Stay a few steps ahead
Walmart recently rebranded its advertising business, telling CNBC it plans to grow that business more than ten-fold over the next five years. It has opened 20 clinics with cheaper medical services like annual doctor’s offices, dental exams, and therapy appointments – with plans for more. With the investment company Ribbit Capital, a fintech start-up is launched to offer its customers and employees unique, affordable financial products.
McMillon said the company needs to be a few steps ahead, especially given the rapid pace of change in retail. The pandemic has profoundly changed the way some customers shop by quickly relaying many of the customer trends that Walmart was prepared for, according to McMillion.

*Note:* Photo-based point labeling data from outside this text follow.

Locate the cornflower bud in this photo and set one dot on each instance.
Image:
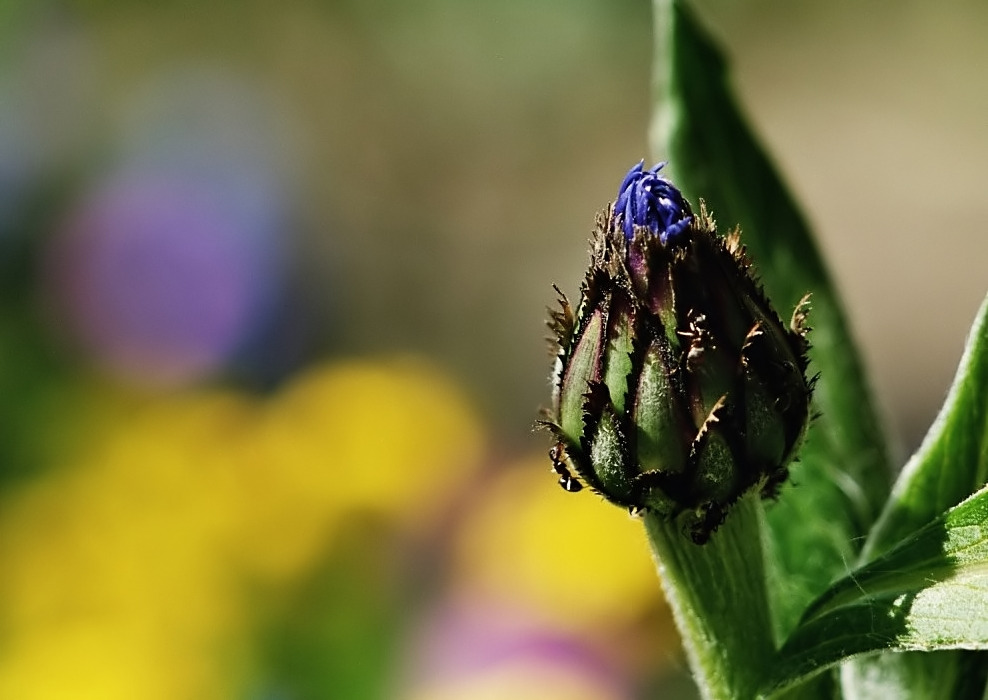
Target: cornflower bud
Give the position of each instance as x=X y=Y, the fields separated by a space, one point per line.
x=676 y=386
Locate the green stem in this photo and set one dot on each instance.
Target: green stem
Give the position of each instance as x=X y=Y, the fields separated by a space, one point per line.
x=718 y=597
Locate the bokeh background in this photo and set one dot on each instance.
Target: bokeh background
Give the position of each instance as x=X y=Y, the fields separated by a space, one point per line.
x=272 y=285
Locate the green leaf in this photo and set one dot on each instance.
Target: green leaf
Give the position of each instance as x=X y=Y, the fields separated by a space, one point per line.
x=929 y=592
x=951 y=463
x=843 y=476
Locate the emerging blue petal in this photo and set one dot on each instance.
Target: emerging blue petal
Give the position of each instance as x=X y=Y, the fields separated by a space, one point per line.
x=646 y=199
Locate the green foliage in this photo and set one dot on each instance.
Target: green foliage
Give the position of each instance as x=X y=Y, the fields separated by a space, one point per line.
x=923 y=581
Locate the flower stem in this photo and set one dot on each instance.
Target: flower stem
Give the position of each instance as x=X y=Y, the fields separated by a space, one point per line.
x=718 y=597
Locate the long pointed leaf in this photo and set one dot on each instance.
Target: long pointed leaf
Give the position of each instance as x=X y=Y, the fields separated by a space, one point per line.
x=929 y=592
x=951 y=463
x=843 y=477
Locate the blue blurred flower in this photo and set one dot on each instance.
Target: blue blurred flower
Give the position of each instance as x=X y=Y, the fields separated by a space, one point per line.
x=646 y=199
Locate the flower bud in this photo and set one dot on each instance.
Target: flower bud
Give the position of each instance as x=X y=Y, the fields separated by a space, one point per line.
x=676 y=387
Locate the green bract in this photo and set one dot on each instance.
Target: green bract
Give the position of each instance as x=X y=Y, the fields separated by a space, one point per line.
x=677 y=388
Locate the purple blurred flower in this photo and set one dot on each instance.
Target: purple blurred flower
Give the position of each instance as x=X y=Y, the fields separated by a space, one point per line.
x=160 y=278
x=466 y=647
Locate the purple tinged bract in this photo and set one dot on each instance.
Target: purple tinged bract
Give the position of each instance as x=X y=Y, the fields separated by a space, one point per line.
x=648 y=200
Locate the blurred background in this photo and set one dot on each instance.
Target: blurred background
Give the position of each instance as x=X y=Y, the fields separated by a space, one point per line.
x=272 y=287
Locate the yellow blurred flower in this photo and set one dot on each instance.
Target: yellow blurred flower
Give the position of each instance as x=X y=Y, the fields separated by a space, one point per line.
x=395 y=439
x=129 y=573
x=576 y=559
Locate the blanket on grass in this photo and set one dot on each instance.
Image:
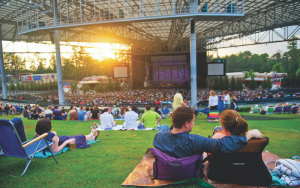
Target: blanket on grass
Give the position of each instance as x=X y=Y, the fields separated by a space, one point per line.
x=120 y=128
x=48 y=153
x=142 y=175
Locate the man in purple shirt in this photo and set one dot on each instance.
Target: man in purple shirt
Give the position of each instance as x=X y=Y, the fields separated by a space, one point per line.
x=179 y=143
x=58 y=114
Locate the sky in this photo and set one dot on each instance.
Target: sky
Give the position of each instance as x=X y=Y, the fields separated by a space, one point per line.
x=106 y=50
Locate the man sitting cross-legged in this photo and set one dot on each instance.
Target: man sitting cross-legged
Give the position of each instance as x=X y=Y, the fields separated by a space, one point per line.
x=149 y=118
x=106 y=119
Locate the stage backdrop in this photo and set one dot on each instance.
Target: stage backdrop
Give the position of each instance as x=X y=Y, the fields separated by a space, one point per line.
x=142 y=69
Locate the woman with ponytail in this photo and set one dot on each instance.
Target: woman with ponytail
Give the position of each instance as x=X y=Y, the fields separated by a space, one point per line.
x=232 y=124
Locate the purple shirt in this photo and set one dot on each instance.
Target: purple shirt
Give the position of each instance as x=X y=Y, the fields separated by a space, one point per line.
x=57 y=113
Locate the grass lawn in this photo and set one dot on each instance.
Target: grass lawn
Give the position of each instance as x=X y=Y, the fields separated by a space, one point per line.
x=109 y=162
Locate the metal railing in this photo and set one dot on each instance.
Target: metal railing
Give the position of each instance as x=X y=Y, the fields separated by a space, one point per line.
x=39 y=15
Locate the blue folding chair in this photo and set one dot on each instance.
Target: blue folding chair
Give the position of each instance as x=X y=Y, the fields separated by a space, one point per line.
x=48 y=116
x=12 y=145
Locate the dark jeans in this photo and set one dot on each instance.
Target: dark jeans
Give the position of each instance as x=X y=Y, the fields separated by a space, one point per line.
x=18 y=123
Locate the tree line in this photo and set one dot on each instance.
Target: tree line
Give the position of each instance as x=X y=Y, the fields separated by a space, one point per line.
x=288 y=62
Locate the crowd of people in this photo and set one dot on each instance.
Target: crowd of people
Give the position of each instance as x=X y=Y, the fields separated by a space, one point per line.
x=149 y=96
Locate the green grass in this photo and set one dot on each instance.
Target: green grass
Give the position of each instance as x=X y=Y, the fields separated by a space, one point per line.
x=109 y=162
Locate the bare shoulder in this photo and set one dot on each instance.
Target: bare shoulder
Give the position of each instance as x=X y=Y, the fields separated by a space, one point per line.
x=218 y=135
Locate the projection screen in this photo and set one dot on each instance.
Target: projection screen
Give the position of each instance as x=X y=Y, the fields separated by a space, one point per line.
x=121 y=72
x=216 y=69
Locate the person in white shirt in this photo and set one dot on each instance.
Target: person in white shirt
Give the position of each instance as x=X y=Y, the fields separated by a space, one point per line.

“People will continue to want to shop in compelling stores in the future, but there will be more and more instances where they will prefer to pick up an order or have it delivered,” he said.
“Some customers will eventually allow and pay us to replenish them in their homes with the items they routinely buy,” he said. “For an increasing number of customers, Walmart is seen more as a service. Customers will see us as the dealer who fulfills their wants and needs, but in a way that takes less time and effort.”
That is why it is investing in converting its stores into mini-warehouses, which use robots and staff to quickly complete online orders for delivery or roadside collection. This, in turn, will help attract more members to Walmart’s subscription service Walmart +, as home delivery is a major reason customers sign up, he said.
McMillon added that Walmart is letting go of some areas while investing in others. He said it will continue to divest markets and companies, which will allow it to focus on areas with greater growth potential.